Demographic dividend is one of India’s greatest strengths. The Budget seeks to tap “yuva shakti” better through expanded skilling initiatives like setting up animation, visual effects, gaming, and comics content creator Labs and university townships.

It provides for greater participation of girls in STEM by setting up girls’ hostels in every district and encouraging skilling at scale through hybrid modes. The Budget underscores the importance of skilling to maintain India’s growth trajectory in services and manufacturing, aligning skilling schemes with industry demand and bridging the education-employability gap.

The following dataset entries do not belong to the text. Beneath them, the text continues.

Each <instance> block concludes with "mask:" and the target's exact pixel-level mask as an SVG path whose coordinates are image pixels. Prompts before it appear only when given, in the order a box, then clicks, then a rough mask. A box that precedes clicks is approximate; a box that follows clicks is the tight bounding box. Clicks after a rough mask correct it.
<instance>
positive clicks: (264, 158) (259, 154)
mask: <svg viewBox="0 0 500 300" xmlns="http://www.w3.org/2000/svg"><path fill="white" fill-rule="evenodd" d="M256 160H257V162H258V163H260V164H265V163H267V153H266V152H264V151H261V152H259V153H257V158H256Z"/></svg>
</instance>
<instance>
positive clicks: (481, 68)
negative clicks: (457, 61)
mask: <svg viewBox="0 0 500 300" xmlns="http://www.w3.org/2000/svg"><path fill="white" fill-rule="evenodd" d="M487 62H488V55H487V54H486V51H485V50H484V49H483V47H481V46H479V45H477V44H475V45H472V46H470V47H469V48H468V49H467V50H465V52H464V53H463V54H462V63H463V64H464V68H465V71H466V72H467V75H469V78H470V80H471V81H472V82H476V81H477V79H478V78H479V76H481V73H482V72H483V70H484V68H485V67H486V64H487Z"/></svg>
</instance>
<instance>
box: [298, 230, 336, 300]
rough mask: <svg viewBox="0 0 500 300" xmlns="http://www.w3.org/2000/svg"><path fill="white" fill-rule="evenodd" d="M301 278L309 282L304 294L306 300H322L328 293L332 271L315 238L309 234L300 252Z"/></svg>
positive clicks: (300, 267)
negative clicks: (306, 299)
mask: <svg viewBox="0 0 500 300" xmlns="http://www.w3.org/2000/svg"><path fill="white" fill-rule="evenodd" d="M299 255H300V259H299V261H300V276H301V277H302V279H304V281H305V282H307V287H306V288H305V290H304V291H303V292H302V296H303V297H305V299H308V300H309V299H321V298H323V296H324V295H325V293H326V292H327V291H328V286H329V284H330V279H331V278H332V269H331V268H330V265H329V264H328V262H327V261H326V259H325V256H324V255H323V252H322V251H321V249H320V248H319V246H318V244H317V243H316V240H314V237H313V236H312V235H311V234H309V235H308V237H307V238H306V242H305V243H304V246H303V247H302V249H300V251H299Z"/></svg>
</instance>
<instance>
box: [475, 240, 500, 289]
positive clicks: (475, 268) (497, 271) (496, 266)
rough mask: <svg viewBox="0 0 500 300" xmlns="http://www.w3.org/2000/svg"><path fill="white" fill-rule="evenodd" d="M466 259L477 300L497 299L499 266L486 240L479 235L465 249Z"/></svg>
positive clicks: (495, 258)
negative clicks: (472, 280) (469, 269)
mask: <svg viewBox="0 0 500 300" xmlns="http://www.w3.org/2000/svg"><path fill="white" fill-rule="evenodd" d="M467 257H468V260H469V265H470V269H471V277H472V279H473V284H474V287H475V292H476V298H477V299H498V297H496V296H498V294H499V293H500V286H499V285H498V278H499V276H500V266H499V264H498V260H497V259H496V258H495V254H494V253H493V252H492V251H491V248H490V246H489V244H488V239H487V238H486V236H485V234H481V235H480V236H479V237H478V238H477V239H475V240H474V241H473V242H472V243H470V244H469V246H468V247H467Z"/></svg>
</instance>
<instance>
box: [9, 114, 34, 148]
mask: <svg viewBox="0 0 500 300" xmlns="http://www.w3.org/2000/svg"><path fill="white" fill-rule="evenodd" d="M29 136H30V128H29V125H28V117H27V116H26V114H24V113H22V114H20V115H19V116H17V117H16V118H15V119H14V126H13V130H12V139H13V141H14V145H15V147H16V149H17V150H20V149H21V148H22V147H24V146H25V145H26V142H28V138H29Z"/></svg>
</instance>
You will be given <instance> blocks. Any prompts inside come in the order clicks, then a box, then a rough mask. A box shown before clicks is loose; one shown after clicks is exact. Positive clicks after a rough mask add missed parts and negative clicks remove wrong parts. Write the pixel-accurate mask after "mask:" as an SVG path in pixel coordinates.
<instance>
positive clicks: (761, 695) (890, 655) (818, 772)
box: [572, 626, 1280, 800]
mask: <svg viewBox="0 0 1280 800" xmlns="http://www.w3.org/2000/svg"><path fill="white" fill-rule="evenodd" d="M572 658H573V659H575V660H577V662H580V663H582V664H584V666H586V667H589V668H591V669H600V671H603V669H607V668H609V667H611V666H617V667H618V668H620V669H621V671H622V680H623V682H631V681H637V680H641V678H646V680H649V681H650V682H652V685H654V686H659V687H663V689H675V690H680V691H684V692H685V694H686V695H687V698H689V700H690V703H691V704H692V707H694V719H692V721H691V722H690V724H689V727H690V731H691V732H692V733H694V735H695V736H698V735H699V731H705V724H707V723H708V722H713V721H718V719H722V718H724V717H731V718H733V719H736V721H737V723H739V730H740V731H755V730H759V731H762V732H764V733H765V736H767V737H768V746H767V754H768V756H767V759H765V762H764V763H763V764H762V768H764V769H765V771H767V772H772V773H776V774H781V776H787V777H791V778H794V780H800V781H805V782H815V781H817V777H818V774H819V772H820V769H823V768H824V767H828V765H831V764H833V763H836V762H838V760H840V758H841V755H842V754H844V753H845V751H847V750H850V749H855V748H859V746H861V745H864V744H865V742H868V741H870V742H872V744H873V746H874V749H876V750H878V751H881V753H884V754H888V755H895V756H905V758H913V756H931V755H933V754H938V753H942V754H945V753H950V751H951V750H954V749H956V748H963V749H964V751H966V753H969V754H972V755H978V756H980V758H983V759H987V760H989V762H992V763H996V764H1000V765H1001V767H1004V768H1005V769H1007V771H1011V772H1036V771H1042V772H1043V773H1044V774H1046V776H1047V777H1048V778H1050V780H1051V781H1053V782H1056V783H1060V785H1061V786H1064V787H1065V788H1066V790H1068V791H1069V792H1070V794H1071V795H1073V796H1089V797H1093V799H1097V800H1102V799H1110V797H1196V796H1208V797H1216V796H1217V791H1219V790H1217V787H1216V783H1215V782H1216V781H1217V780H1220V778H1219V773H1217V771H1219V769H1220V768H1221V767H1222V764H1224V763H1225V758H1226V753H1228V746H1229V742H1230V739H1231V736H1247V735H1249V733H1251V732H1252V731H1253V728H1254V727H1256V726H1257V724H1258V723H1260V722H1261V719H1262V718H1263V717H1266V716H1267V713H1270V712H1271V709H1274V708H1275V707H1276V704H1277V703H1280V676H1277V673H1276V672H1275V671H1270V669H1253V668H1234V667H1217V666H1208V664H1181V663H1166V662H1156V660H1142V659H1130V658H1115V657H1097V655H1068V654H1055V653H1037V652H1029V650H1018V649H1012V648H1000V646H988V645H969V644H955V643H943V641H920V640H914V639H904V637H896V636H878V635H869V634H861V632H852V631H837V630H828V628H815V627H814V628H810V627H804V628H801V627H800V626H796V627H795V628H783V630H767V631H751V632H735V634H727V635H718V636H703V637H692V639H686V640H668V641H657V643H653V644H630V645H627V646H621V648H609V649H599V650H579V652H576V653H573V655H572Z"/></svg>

Infrastructure continues to serve as a productivity multiplier. Sustained investment in freight corridors, waterways, urban economic regions, and non-metro connectivity lowers logistics costs and improves reliability. These help decentralise growth, boost manufacturing, and support more balanced economic development.

Continued shift towards trust-based governance is another important signal. Decriminalisation of minor procedural lapses, longer validity of advance rulings, and greater reliance on self-declaration and risk-based audits hint at a maturing regulatory system. Formalisation is being encouraged through ease and clarity, not fear.

The Budget does not seek to alter India’s growth narrative; it reinforces it by strengthening the conditions that allow growth to compound. In a volatile global context, that consistency is not just reassuring, it is a definite competitive advantage.

The author is a CEO of CEO, Flipkart Group.

Disclaimer: The views expressed are the author’s own and do not reflect the official policy or position of Financial Express.